2403.05839

Total: 1

#1 Long-Term Visual Object Tracking with Event Cameras: An Associative Memory Augmented Tracker and A Benchmark Dataset [PDF1] [Copy] [Kimi4] [REL]

Authors: Xiao Wang, Xufeng Lou, Shiao Wang, Ju Huang, Lan Chen, Bo Jiang

Existing event stream based trackers undergo evaluation on short-term tracking datasets, however, the tracking of real-world scenarios involves long-term tracking, and the performance of existing tracking algorithms in these scenarios remains unclear. In this paper, we first propose a new long-term, large-scale frame-event visual object tracking dataset, termed FELT. It contains 1,044 long-term videos that involve 1.9 million RGB frames and event stream pairs, 60 different target objects, and 14 challenging attributes.
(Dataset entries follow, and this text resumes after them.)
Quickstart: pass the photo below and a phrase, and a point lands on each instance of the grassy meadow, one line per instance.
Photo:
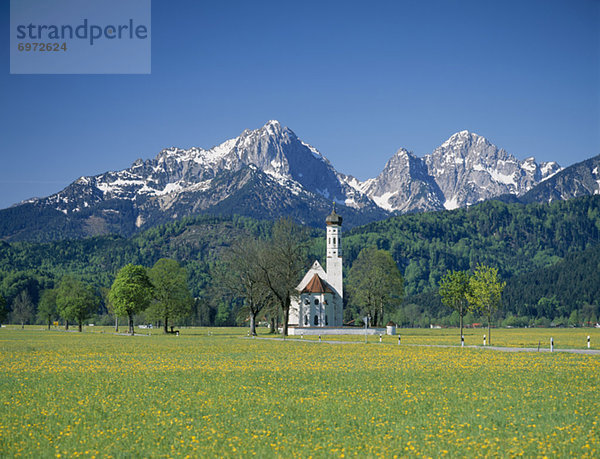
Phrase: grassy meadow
(211, 393)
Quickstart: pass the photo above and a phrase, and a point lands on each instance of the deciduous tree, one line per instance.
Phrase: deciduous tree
(241, 276)
(282, 264)
(131, 292)
(22, 308)
(172, 297)
(76, 300)
(47, 310)
(3, 311)
(485, 292)
(375, 282)
(454, 287)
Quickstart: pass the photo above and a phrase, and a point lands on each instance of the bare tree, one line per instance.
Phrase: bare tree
(23, 308)
(241, 277)
(282, 264)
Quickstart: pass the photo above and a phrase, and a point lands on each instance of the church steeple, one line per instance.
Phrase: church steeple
(334, 251)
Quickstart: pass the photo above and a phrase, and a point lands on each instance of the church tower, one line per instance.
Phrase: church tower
(334, 252)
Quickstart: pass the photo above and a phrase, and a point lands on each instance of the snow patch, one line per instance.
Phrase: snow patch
(451, 204)
(383, 200)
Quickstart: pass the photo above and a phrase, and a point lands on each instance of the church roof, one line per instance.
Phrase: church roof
(333, 218)
(316, 285)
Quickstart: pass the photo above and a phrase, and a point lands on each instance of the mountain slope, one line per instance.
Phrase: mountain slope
(264, 173)
(469, 169)
(269, 172)
(580, 179)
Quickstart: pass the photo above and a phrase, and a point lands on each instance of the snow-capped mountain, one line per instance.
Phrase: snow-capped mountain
(464, 170)
(404, 185)
(272, 149)
(268, 173)
(580, 179)
(469, 169)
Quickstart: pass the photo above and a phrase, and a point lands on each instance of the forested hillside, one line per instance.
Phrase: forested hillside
(515, 238)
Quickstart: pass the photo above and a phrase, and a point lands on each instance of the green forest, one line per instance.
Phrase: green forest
(549, 256)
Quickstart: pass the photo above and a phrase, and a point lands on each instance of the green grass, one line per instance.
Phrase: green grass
(98, 394)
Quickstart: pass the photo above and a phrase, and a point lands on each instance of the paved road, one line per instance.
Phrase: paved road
(486, 348)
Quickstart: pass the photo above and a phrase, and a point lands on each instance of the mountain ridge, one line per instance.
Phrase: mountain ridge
(269, 172)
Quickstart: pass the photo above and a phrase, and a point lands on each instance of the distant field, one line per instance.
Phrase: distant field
(98, 394)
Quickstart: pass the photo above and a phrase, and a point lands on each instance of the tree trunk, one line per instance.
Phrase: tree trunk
(460, 313)
(286, 316)
(272, 325)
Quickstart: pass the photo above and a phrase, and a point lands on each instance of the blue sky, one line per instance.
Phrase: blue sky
(357, 80)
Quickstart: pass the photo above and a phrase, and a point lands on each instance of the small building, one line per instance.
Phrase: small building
(320, 293)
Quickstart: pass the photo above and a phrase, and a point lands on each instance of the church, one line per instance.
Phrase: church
(320, 293)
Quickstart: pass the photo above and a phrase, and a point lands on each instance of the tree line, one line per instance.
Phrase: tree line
(538, 249)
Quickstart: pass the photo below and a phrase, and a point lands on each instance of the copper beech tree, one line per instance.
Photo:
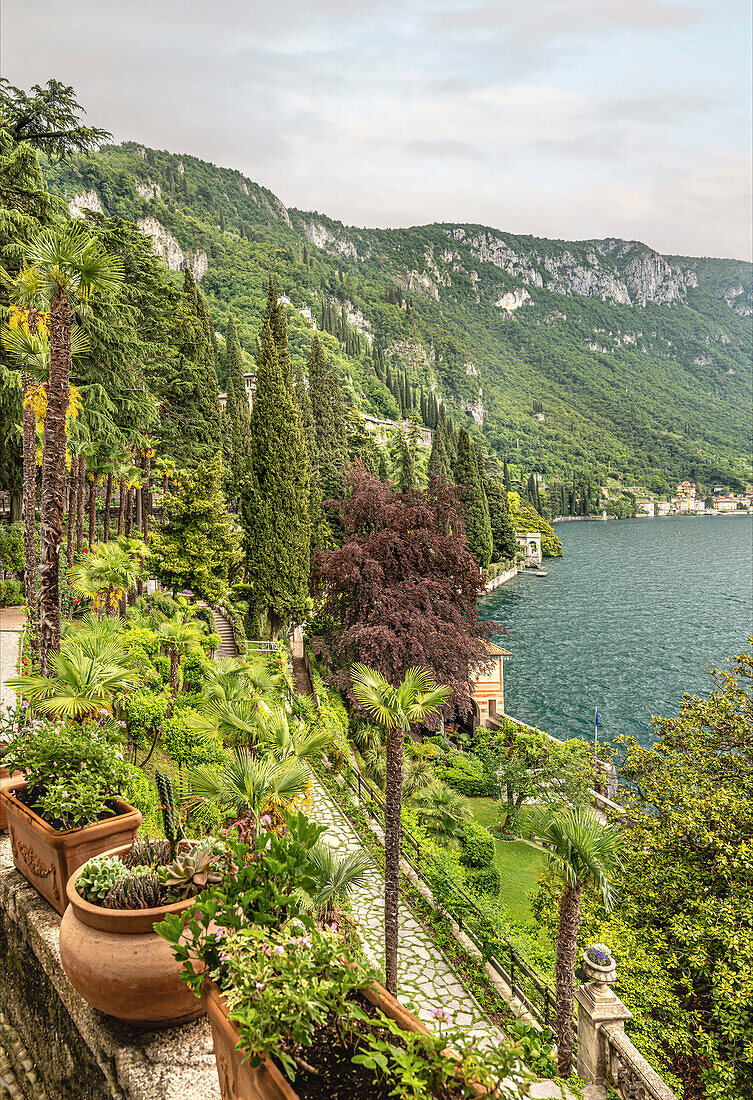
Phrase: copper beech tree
(402, 589)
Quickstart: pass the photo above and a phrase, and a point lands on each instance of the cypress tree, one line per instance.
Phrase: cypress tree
(477, 524)
(502, 531)
(276, 507)
(237, 413)
(439, 464)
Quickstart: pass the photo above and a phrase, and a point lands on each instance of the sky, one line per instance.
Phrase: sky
(558, 118)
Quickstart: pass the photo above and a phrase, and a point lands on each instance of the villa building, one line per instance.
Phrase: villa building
(487, 686)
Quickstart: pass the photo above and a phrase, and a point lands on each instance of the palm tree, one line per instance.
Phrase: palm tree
(441, 812)
(70, 266)
(178, 639)
(246, 788)
(396, 708)
(335, 877)
(86, 673)
(580, 851)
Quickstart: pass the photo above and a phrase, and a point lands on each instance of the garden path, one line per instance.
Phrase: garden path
(11, 622)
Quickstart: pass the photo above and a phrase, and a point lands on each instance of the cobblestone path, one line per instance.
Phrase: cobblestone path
(425, 981)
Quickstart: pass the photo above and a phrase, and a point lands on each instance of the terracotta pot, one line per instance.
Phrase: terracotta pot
(47, 858)
(8, 782)
(121, 966)
(601, 975)
(241, 1081)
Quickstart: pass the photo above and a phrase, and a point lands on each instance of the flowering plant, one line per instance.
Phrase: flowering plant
(599, 954)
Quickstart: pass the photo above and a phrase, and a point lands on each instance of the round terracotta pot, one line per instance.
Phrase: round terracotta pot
(120, 965)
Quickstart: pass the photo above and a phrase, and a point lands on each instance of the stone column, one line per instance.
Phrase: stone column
(597, 1005)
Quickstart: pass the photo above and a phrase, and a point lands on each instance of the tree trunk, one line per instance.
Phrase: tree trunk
(30, 502)
(92, 510)
(121, 504)
(80, 499)
(72, 513)
(147, 494)
(108, 505)
(51, 529)
(567, 944)
(392, 831)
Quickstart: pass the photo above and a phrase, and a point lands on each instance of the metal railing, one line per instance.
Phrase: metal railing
(498, 953)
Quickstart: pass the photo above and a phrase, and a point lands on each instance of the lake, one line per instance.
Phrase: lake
(628, 619)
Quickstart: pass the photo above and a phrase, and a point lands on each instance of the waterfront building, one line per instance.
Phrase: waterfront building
(487, 686)
(530, 543)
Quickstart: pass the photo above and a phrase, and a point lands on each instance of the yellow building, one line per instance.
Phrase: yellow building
(487, 686)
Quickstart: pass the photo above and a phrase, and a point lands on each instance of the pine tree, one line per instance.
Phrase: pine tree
(502, 531)
(237, 414)
(477, 524)
(276, 507)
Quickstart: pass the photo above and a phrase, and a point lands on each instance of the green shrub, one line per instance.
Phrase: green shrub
(188, 746)
(478, 845)
(467, 783)
(144, 715)
(484, 880)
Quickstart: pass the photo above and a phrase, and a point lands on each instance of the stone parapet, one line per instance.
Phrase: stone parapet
(55, 1046)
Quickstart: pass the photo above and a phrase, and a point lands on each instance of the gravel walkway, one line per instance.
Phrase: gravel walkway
(11, 622)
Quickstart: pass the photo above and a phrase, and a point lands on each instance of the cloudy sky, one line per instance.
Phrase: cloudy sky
(557, 118)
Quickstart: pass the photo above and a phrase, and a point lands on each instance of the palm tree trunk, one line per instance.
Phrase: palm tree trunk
(30, 503)
(147, 494)
(92, 512)
(392, 829)
(72, 513)
(51, 528)
(80, 491)
(108, 504)
(567, 944)
(121, 504)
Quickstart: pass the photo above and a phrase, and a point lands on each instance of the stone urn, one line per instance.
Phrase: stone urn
(121, 966)
(602, 975)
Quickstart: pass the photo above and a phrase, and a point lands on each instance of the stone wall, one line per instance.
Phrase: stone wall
(55, 1046)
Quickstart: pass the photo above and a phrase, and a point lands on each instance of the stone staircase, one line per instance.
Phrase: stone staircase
(223, 627)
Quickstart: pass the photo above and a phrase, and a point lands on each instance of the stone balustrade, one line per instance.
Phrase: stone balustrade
(606, 1054)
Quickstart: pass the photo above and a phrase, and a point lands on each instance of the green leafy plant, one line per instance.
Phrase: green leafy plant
(98, 876)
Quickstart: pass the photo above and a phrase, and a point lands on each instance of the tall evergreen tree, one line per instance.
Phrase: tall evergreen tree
(237, 414)
(477, 524)
(502, 531)
(275, 503)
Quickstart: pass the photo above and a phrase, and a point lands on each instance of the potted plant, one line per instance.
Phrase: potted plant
(598, 964)
(66, 810)
(109, 949)
(295, 1013)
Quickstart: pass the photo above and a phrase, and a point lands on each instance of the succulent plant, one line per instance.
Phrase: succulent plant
(98, 876)
(148, 851)
(135, 891)
(170, 814)
(192, 870)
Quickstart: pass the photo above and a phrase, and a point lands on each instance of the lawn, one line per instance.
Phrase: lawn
(518, 864)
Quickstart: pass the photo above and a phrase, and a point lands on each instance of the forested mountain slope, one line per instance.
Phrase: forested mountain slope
(567, 358)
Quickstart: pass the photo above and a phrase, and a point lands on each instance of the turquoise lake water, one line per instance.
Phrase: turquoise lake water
(628, 619)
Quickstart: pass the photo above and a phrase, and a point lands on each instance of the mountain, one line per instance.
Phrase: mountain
(590, 358)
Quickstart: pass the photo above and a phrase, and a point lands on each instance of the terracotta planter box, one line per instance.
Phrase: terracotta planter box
(47, 858)
(8, 782)
(241, 1081)
(120, 965)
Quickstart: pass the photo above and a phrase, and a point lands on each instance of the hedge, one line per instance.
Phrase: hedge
(478, 845)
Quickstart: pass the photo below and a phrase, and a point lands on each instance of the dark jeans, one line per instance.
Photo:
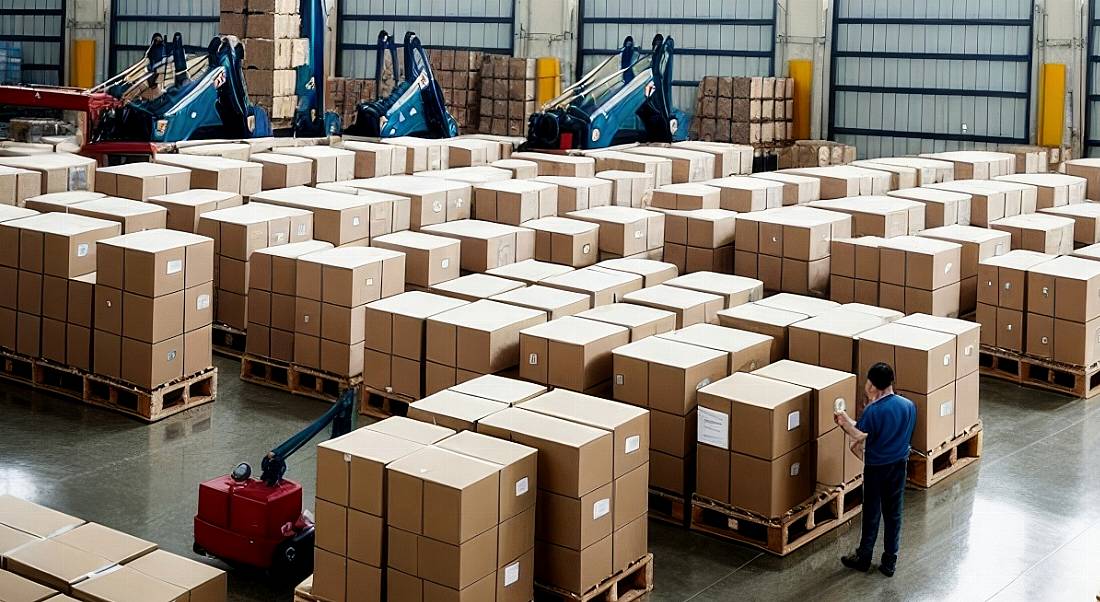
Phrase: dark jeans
(883, 491)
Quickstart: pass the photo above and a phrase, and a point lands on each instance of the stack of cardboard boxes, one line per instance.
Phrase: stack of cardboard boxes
(238, 232)
(744, 110)
(153, 306)
(271, 31)
(459, 75)
(52, 556)
(507, 95)
(332, 288)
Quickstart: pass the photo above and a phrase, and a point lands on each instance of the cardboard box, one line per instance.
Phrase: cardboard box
(481, 337)
(565, 241)
(569, 352)
(923, 360)
(664, 374)
(573, 459)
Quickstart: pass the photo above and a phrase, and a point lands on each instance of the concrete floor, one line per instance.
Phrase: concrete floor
(1023, 524)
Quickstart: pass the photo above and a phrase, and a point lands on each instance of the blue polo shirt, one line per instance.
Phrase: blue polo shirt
(889, 426)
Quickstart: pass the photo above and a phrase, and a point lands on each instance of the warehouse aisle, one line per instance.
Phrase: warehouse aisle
(1023, 523)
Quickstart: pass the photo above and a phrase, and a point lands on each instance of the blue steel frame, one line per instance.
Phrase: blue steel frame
(58, 39)
(1030, 23)
(582, 52)
(343, 17)
(112, 59)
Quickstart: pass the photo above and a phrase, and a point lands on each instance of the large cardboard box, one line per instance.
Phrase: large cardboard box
(569, 352)
(666, 374)
(482, 337)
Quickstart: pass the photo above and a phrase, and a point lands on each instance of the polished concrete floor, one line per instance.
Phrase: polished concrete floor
(1023, 524)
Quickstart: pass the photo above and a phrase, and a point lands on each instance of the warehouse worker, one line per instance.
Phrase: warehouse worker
(883, 431)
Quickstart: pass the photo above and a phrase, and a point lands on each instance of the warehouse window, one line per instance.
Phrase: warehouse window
(932, 75)
(32, 41)
(484, 25)
(727, 39)
(133, 23)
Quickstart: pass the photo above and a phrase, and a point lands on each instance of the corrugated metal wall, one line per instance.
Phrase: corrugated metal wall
(37, 25)
(485, 25)
(133, 23)
(712, 36)
(931, 75)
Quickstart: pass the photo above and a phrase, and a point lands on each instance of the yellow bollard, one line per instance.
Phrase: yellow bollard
(83, 65)
(802, 73)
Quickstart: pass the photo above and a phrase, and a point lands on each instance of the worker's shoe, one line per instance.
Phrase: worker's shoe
(889, 565)
(856, 562)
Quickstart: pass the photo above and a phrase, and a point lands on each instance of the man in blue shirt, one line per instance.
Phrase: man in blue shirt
(882, 433)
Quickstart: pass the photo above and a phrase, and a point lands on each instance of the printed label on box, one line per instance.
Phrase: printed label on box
(713, 428)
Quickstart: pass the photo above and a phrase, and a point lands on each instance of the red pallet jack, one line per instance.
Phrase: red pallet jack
(260, 522)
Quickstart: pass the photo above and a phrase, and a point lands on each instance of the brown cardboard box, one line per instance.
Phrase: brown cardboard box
(515, 201)
(573, 459)
(923, 360)
(485, 244)
(186, 207)
(664, 374)
(565, 241)
(430, 259)
(204, 582)
(831, 340)
(771, 321)
(1002, 280)
(481, 337)
(746, 350)
(604, 286)
(690, 306)
(628, 425)
(832, 390)
(529, 271)
(350, 276)
(569, 352)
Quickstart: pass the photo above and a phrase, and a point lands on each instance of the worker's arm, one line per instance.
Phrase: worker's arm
(849, 426)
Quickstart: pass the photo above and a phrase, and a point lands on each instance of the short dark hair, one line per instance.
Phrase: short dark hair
(881, 375)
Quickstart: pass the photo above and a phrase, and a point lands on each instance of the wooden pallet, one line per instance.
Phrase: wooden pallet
(152, 405)
(629, 583)
(1077, 381)
(296, 379)
(228, 341)
(383, 404)
(826, 510)
(925, 470)
(669, 507)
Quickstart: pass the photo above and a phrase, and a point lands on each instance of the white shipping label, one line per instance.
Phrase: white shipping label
(602, 507)
(793, 419)
(713, 428)
(510, 573)
(633, 444)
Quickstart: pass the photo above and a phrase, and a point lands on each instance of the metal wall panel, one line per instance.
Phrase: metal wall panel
(39, 25)
(485, 25)
(712, 36)
(931, 75)
(133, 23)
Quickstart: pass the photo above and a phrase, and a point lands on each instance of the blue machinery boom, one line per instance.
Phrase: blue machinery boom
(615, 104)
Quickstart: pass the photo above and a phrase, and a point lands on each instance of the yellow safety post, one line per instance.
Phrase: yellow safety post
(83, 66)
(548, 83)
(1052, 104)
(802, 73)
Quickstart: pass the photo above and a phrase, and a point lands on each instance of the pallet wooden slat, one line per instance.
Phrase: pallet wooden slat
(925, 470)
(627, 584)
(827, 510)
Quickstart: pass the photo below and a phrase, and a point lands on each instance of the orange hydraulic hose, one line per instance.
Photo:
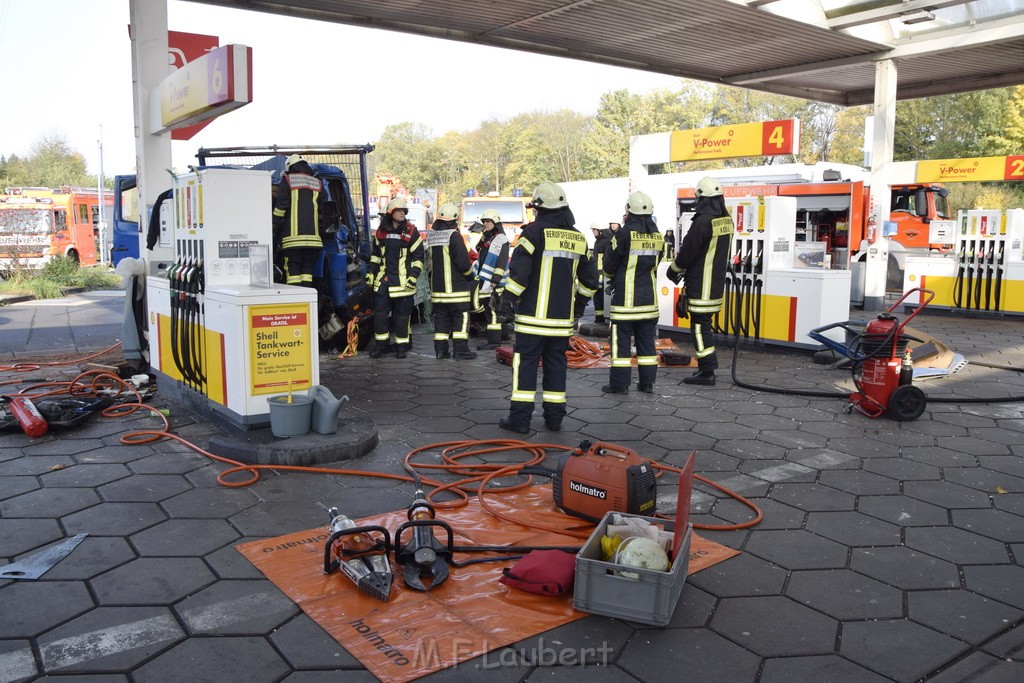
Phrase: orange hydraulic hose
(477, 477)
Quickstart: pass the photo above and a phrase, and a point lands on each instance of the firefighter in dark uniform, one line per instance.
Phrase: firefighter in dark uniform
(296, 221)
(493, 273)
(700, 264)
(602, 238)
(631, 263)
(395, 262)
(550, 281)
(451, 282)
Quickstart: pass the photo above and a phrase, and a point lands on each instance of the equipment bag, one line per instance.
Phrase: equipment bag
(542, 571)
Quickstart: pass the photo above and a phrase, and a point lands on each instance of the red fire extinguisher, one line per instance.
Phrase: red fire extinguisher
(32, 421)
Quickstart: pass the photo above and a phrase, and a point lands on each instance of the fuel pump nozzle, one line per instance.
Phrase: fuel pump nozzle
(424, 556)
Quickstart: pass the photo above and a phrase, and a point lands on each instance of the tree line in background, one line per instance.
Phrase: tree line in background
(51, 163)
(565, 145)
(522, 151)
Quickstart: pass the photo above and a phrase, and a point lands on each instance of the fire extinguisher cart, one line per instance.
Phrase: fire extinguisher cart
(883, 373)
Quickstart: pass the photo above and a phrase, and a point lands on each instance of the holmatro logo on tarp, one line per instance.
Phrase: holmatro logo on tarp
(588, 491)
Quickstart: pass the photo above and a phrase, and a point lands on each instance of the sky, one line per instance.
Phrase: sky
(66, 70)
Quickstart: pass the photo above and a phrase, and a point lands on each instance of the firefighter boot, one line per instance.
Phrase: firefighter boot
(494, 341)
(702, 377)
(462, 350)
(376, 349)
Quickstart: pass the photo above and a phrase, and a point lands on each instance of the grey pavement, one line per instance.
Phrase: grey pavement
(888, 551)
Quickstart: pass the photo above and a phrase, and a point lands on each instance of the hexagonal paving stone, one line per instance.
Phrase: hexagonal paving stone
(797, 549)
(702, 654)
(236, 607)
(183, 538)
(93, 556)
(903, 511)
(114, 518)
(845, 595)
(853, 528)
(209, 503)
(904, 568)
(902, 470)
(743, 574)
(998, 524)
(859, 482)
(34, 466)
(985, 480)
(49, 503)
(305, 645)
(775, 626)
(16, 660)
(956, 545)
(812, 497)
(946, 494)
(152, 582)
(222, 658)
(84, 475)
(1004, 583)
(20, 536)
(819, 668)
(30, 607)
(898, 648)
(144, 488)
(961, 613)
(11, 486)
(109, 639)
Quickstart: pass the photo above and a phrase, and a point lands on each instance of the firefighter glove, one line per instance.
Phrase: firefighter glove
(506, 309)
(581, 305)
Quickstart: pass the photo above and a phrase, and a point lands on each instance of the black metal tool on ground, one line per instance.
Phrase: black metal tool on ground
(34, 566)
(363, 559)
(424, 557)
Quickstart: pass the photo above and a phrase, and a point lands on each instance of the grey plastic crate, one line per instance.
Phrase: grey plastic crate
(650, 598)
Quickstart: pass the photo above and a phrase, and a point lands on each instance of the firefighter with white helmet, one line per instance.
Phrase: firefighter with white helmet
(451, 278)
(550, 280)
(296, 221)
(493, 273)
(631, 262)
(395, 262)
(700, 264)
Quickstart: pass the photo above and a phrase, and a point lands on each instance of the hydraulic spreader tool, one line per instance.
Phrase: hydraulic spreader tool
(882, 369)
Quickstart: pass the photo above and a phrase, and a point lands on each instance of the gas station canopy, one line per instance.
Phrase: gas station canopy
(816, 49)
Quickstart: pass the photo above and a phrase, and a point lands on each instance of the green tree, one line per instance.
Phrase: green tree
(1010, 138)
(949, 126)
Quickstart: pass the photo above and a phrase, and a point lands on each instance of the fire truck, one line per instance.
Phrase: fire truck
(38, 223)
(833, 207)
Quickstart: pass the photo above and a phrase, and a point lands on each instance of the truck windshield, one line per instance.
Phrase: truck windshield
(511, 212)
(26, 221)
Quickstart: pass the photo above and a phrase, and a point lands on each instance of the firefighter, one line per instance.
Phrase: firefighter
(493, 273)
(296, 217)
(550, 281)
(451, 278)
(700, 264)
(395, 262)
(602, 238)
(631, 263)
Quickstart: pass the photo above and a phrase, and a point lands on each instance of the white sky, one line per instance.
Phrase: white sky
(66, 68)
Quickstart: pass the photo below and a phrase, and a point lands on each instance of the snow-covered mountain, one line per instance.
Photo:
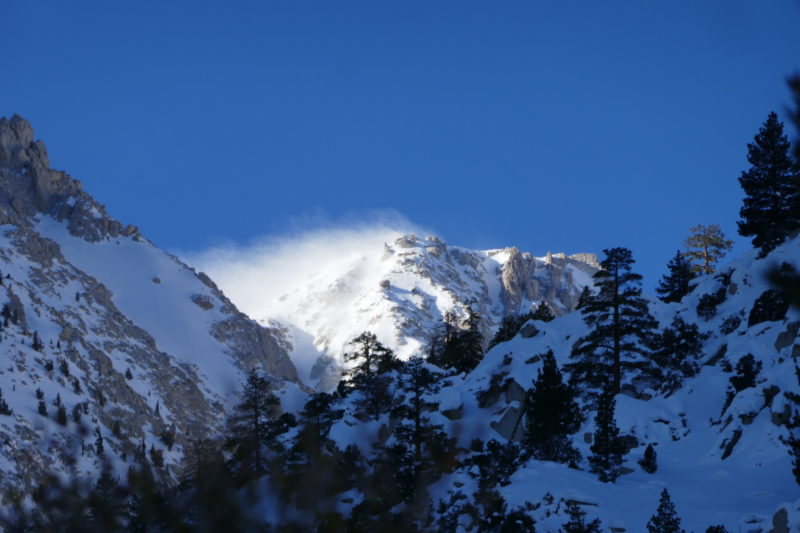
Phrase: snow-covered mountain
(399, 288)
(133, 343)
(721, 459)
(720, 451)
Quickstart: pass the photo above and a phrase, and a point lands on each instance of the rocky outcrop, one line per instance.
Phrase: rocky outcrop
(118, 377)
(528, 279)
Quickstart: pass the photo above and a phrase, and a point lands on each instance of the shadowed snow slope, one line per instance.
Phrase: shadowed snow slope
(135, 345)
(329, 286)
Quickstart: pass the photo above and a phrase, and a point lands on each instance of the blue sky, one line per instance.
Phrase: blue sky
(563, 126)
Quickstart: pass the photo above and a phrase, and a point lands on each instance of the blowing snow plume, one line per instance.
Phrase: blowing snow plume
(312, 281)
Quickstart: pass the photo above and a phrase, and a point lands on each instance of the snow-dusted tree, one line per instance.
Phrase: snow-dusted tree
(508, 329)
(620, 328)
(584, 298)
(543, 312)
(666, 519)
(551, 415)
(369, 356)
(419, 450)
(252, 425)
(458, 347)
(747, 369)
(676, 351)
(771, 209)
(705, 246)
(677, 282)
(372, 361)
(607, 450)
(577, 522)
(648, 462)
(4, 408)
(768, 307)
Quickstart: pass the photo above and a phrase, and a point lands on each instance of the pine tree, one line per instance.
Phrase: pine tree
(794, 87)
(509, 327)
(677, 282)
(676, 352)
(61, 415)
(620, 327)
(37, 342)
(606, 448)
(543, 313)
(455, 347)
(769, 307)
(705, 246)
(316, 419)
(584, 298)
(771, 209)
(106, 502)
(250, 426)
(4, 408)
(666, 519)
(551, 415)
(98, 443)
(747, 370)
(577, 523)
(648, 462)
(420, 450)
(370, 357)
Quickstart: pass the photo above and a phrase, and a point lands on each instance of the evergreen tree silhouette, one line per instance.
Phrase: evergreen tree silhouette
(620, 328)
(606, 448)
(771, 209)
(677, 282)
(551, 415)
(706, 245)
(666, 519)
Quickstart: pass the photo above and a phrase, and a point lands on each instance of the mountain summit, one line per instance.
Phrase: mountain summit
(400, 287)
(105, 334)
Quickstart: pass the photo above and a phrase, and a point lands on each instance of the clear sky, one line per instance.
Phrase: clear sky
(563, 126)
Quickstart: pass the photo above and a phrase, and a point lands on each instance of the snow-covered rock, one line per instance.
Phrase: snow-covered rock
(134, 342)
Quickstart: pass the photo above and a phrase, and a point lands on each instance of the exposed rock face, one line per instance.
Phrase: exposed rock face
(526, 278)
(402, 289)
(132, 337)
To build a solid benchmark, we retrain and evaluate 21 baseline trackers on our dataset for future work to compare. In addition, we propose a novel Associative Memory Transformer based RGB-Event long-term visual tracker, termed AMTTrack. It follows a one-stream tracking framework and aggregates the multi-scale RGB/event template and search tokens effectively via the Hopfield retrieval layer. The framework also embodies another aspect of associative memory by maintaining dynamic template representations through an associative memory update scheme, which addresses the appearance variation in long-term tracking. Extensive experiments on FELT, FE108, VisEvent, and COESOT datasets fully validated the effectiveness of our proposed tracker. Both the dataset and source code will be released on https://github.com/Event-AHU/FELT_SOT_Benchmark

Subjects: Computer Vision and Pattern Recognition , Artificial Intelligence , Neural and Evolutionary Computing

Publish: 2024-03-09 08:49:50 UTC